Hera said. “Is he talking about you, Admiral?”

“Rafe has probably told him that I’m an innocent child-warrior with a ramrod up her rear,” Ky said, more annoyed than she wanted to admit. “And he’s surprised to find that I’m not sixteen or something.”

“I’m not sure I like this place,” Hera said, leaving that topic firmly behind. “It’s so polite, I keep thinking something else is going on.”

“Trade and profit,” Ky said. “I know that much.”

“Where there’s money, there’s trouble,” Hera said. “Spies, thieves, crooks of all kinds…if Turek doesn’t have agents here, I’ll be very surprised.”

“He certainly did,” Ky said. “Toby fell in love with the daughter of one, and there’s no knowing if the locals ferreted out all of them. But I don’t think they’ll do anything on the station, do you? Not after they caught Zori’s father.”

“If they can. Get rid of you, they’ve gotten rid of someone they already know is a dangerously efficient commander.” Hera paused. “Ma’am, if you don’t mind…what do you really think of that man?”

“Rafe’s bodyguard?”

“No…Ser Dunbarger. He’s…he’s different than I remember him. What do you think?”
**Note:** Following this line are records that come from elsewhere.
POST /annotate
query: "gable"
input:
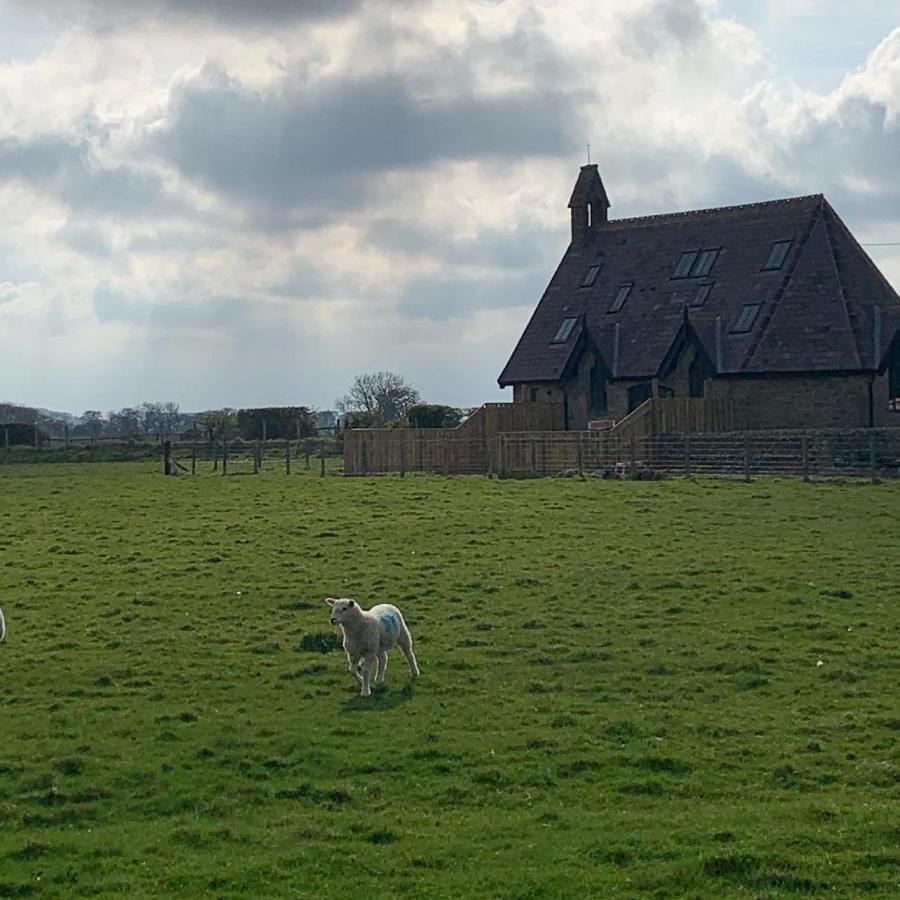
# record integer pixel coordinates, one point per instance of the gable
(779, 286)
(806, 326)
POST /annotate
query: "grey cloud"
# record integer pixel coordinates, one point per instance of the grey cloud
(221, 312)
(664, 25)
(316, 144)
(85, 240)
(105, 14)
(451, 298)
(515, 248)
(64, 169)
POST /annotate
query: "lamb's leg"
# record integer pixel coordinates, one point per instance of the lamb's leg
(353, 667)
(367, 664)
(382, 667)
(404, 642)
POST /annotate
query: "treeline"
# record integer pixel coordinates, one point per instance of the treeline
(160, 421)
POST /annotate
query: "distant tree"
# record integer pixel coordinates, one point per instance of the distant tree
(433, 415)
(13, 412)
(218, 423)
(384, 395)
(169, 418)
(151, 419)
(23, 433)
(291, 422)
(92, 422)
(125, 423)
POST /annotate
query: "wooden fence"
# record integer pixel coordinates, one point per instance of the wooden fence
(677, 414)
(869, 452)
(484, 443)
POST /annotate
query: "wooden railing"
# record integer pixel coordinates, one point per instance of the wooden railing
(662, 415)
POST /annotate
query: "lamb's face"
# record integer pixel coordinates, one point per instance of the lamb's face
(340, 609)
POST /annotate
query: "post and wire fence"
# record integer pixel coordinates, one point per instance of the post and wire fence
(240, 457)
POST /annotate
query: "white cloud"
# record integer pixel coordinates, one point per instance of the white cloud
(318, 195)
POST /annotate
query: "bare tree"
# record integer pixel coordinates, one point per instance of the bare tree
(383, 395)
(126, 423)
(92, 420)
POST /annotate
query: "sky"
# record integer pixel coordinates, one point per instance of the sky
(249, 202)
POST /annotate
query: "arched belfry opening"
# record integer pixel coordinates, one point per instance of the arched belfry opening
(589, 204)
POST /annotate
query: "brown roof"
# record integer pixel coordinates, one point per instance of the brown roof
(824, 309)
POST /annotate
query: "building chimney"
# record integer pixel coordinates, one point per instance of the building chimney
(589, 205)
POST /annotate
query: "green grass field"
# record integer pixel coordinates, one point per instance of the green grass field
(670, 689)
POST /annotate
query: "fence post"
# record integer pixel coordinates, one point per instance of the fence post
(873, 460)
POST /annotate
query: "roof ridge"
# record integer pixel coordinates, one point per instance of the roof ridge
(851, 319)
(688, 213)
(787, 278)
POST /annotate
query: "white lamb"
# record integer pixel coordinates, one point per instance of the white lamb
(368, 635)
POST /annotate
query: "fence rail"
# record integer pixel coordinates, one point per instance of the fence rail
(870, 452)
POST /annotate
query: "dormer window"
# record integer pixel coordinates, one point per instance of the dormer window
(704, 263)
(700, 295)
(687, 260)
(695, 263)
(745, 320)
(565, 329)
(778, 254)
(620, 298)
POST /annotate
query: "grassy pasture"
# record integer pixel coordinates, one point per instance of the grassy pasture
(673, 689)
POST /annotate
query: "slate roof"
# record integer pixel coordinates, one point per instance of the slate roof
(827, 308)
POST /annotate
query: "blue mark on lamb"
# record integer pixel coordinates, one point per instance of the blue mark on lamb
(389, 623)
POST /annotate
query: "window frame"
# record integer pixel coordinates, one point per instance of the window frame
(560, 337)
(769, 265)
(591, 275)
(705, 287)
(691, 256)
(746, 327)
(710, 254)
(623, 292)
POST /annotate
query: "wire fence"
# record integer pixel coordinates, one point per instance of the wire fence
(250, 457)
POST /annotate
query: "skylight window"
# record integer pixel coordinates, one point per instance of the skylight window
(747, 317)
(778, 254)
(684, 265)
(700, 296)
(695, 263)
(565, 329)
(591, 276)
(620, 298)
(704, 262)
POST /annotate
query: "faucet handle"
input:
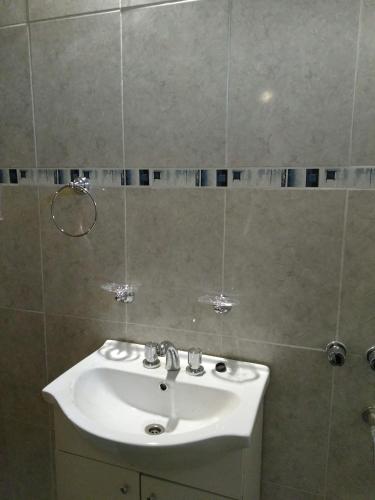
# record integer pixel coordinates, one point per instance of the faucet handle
(162, 348)
(151, 355)
(195, 367)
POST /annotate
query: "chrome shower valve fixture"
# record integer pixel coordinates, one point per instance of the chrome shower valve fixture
(336, 352)
(220, 303)
(80, 183)
(125, 294)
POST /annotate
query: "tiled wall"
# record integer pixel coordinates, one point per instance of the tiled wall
(205, 84)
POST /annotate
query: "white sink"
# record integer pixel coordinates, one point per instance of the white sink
(111, 396)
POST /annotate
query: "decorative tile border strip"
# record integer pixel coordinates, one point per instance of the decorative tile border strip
(332, 178)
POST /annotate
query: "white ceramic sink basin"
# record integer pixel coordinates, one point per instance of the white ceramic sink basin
(112, 396)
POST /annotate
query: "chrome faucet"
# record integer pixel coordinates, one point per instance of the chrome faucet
(165, 348)
(172, 358)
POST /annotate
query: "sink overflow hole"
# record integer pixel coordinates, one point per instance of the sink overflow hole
(154, 429)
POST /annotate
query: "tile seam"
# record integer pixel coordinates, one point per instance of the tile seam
(355, 83)
(342, 264)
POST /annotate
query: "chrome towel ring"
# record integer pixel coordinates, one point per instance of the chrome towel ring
(81, 186)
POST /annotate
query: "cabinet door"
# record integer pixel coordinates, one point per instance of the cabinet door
(84, 479)
(157, 489)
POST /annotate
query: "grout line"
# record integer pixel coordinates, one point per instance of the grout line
(74, 16)
(32, 91)
(329, 431)
(291, 488)
(20, 309)
(230, 6)
(43, 285)
(125, 252)
(341, 272)
(122, 90)
(200, 332)
(224, 241)
(17, 25)
(73, 316)
(359, 33)
(159, 3)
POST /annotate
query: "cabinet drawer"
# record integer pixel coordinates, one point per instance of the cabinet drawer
(84, 479)
(157, 489)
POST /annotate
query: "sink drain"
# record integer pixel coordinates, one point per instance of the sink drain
(154, 429)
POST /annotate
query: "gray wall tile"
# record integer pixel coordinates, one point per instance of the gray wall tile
(364, 113)
(357, 322)
(351, 466)
(210, 344)
(282, 261)
(175, 64)
(20, 266)
(42, 9)
(77, 87)
(271, 491)
(296, 413)
(69, 340)
(174, 246)
(175, 237)
(76, 269)
(173, 308)
(12, 12)
(29, 460)
(23, 368)
(291, 96)
(16, 127)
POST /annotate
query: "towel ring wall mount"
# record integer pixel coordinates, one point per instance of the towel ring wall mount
(79, 186)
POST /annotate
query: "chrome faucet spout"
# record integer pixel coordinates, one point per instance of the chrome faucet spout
(172, 358)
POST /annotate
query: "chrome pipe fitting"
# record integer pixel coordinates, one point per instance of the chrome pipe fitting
(336, 352)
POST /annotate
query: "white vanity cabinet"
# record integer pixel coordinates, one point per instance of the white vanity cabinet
(80, 478)
(157, 489)
(87, 472)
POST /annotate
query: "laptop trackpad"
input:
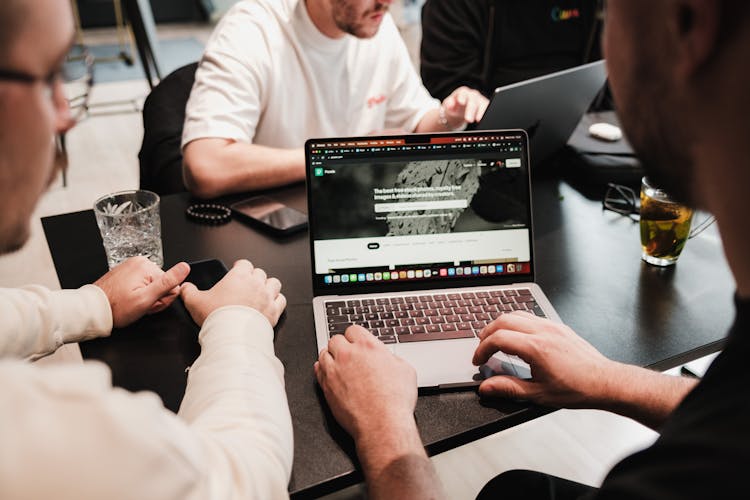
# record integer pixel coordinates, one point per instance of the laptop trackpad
(447, 363)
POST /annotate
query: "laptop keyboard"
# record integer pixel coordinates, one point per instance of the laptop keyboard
(433, 316)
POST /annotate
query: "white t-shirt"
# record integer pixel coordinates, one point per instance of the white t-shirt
(268, 76)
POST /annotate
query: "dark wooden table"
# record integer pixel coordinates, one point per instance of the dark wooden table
(587, 261)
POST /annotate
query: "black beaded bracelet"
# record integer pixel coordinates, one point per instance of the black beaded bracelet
(209, 213)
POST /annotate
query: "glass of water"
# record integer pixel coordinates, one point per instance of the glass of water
(130, 225)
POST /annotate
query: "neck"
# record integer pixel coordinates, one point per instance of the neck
(321, 14)
(723, 192)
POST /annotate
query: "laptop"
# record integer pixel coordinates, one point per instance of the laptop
(423, 239)
(548, 107)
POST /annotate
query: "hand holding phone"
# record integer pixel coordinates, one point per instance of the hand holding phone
(268, 214)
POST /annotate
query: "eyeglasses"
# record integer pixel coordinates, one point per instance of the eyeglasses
(76, 78)
(622, 200)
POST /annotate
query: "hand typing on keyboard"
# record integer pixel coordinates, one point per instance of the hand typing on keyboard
(433, 316)
(567, 371)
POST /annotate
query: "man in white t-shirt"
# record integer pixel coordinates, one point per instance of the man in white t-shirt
(65, 432)
(277, 72)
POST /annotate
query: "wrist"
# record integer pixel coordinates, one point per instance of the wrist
(445, 123)
(383, 443)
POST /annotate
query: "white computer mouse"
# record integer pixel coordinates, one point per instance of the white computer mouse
(605, 132)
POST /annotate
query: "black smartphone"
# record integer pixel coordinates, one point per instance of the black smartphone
(268, 214)
(204, 274)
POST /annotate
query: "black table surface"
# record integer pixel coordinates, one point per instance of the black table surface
(587, 261)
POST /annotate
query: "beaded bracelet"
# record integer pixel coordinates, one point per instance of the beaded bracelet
(209, 213)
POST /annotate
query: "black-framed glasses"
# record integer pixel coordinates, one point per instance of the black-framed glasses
(76, 78)
(622, 200)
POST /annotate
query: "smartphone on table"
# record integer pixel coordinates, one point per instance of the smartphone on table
(269, 215)
(204, 274)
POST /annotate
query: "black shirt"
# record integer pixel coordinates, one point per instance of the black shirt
(703, 451)
(484, 44)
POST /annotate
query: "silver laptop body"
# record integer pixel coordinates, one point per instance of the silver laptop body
(433, 225)
(548, 107)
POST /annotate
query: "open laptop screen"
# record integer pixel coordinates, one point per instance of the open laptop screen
(406, 212)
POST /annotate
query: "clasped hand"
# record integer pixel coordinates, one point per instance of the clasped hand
(138, 286)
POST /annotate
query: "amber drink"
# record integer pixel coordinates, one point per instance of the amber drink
(665, 226)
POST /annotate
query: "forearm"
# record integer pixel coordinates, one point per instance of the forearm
(642, 394)
(214, 167)
(36, 321)
(395, 464)
(235, 393)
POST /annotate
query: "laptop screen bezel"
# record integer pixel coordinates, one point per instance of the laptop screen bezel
(319, 288)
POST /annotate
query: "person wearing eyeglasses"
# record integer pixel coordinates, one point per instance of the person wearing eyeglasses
(679, 76)
(65, 431)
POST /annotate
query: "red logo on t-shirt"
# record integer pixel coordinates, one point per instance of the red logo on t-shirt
(375, 100)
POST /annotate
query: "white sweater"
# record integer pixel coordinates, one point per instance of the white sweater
(66, 433)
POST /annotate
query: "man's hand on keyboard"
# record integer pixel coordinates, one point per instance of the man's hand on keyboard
(365, 384)
(566, 370)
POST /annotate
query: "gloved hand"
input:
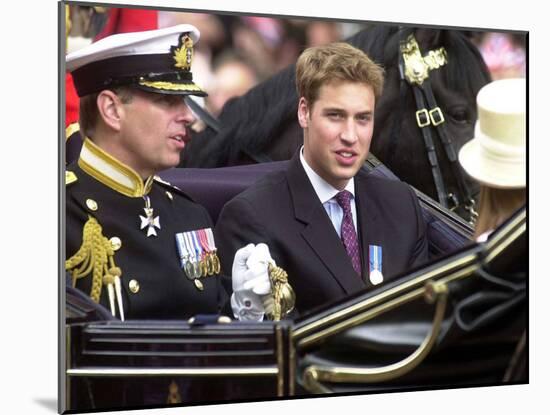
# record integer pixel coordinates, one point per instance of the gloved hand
(250, 280)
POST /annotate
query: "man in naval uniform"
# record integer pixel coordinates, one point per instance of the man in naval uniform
(137, 245)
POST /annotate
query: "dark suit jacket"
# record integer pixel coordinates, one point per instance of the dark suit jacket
(283, 211)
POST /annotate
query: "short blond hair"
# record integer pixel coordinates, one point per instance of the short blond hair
(320, 65)
(497, 205)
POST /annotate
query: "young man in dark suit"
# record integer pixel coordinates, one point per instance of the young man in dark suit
(334, 228)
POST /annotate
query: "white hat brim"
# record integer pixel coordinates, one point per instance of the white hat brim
(489, 171)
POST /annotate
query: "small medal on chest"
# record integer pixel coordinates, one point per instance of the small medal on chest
(375, 264)
(197, 255)
(149, 221)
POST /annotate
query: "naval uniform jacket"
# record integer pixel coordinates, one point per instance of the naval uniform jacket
(150, 263)
(283, 211)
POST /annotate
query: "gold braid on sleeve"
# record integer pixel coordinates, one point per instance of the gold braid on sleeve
(95, 256)
(282, 293)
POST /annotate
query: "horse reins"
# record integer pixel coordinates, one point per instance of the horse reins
(414, 69)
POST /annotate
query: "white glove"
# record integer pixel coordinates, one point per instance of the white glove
(250, 280)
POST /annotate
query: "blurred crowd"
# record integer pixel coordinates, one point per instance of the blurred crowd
(236, 52)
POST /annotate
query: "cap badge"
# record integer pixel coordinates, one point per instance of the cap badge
(183, 53)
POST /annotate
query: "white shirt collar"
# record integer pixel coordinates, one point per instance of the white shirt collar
(324, 190)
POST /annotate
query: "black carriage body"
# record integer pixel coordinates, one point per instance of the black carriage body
(136, 364)
(458, 321)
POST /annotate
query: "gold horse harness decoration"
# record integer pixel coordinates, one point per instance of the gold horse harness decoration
(416, 69)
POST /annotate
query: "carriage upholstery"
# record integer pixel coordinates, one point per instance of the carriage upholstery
(214, 187)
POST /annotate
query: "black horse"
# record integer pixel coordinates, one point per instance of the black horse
(262, 125)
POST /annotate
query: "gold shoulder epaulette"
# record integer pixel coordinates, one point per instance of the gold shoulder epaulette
(70, 177)
(161, 180)
(71, 129)
(95, 257)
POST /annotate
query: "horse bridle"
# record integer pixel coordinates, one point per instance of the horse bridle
(414, 70)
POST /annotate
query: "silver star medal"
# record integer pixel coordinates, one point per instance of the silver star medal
(148, 221)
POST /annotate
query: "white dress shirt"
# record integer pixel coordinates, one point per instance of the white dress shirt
(326, 192)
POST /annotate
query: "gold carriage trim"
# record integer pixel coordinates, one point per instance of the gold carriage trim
(170, 86)
(417, 67)
(70, 177)
(95, 257)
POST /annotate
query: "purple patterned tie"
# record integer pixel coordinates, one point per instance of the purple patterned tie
(347, 232)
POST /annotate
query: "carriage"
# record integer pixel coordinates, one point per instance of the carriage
(458, 321)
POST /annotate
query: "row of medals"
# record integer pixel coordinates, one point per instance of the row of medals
(198, 256)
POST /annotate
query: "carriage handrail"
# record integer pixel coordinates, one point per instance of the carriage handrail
(313, 375)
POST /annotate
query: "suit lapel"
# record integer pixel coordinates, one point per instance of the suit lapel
(318, 230)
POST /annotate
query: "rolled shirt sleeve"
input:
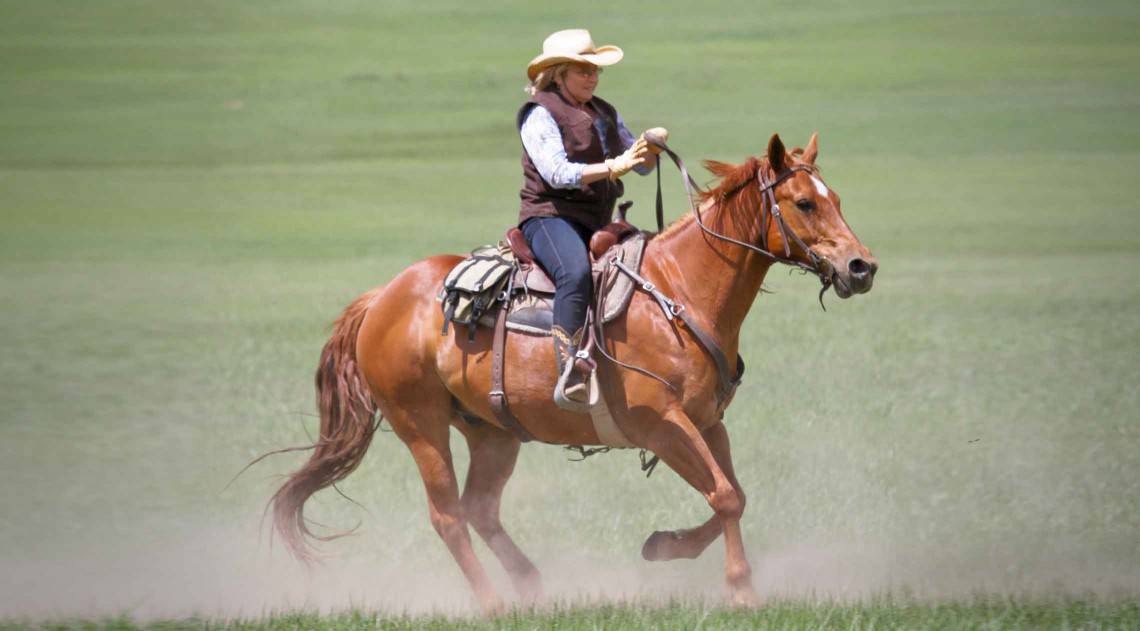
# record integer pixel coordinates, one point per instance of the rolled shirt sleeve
(543, 142)
(627, 140)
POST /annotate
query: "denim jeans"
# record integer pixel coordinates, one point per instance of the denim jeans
(560, 246)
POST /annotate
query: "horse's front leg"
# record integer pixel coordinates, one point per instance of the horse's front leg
(705, 462)
(689, 543)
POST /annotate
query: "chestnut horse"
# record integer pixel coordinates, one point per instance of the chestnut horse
(387, 354)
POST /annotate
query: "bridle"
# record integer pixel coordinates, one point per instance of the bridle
(770, 210)
(729, 378)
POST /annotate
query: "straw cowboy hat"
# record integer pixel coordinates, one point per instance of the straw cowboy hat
(573, 44)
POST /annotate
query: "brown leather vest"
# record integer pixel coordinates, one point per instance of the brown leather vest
(592, 205)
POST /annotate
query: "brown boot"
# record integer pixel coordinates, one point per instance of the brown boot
(566, 350)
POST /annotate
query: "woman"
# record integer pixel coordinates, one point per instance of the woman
(576, 147)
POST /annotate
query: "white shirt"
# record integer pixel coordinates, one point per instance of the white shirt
(543, 142)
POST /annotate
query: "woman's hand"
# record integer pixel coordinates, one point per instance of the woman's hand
(634, 156)
(653, 136)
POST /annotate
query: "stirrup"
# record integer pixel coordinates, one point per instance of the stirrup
(593, 391)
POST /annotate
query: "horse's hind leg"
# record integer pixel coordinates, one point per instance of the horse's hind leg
(686, 543)
(426, 435)
(493, 457)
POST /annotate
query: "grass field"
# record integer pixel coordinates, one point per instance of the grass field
(192, 191)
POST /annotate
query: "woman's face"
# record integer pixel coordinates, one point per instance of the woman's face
(580, 81)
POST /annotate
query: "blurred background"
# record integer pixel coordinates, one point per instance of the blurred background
(190, 193)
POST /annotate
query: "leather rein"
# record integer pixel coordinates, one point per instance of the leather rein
(768, 210)
(727, 378)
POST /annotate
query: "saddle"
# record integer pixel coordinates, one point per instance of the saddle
(532, 302)
(504, 288)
“I think he’s gotten stuffy and boring,” Ky said. She was appalled at her own honesty, but she went on. “He was a rogue, that much was obvious before, but at least he was entertaining, and he’d quit treating me like an imbecile. And he gave me good advice. But now—I guess he’s distancing himself from all that—from everything in his life as it used to be, and I’m—I was—part of that life. I don’t think it’s just the present diplomatic problem.” She felt sad, even hollow. It wasn’t as bad as what Hal had done, but it hurt in the same places.

Hera started to say something, then very obviously stopped herself. Ky didn’t want to think more about Rafe, about the bond she had been sure they had, but she could not quite push him out of mind.

 

“Quite a woman,” Gary said, when they were out of earshot. “So that’s the infamous Ky Vatta…”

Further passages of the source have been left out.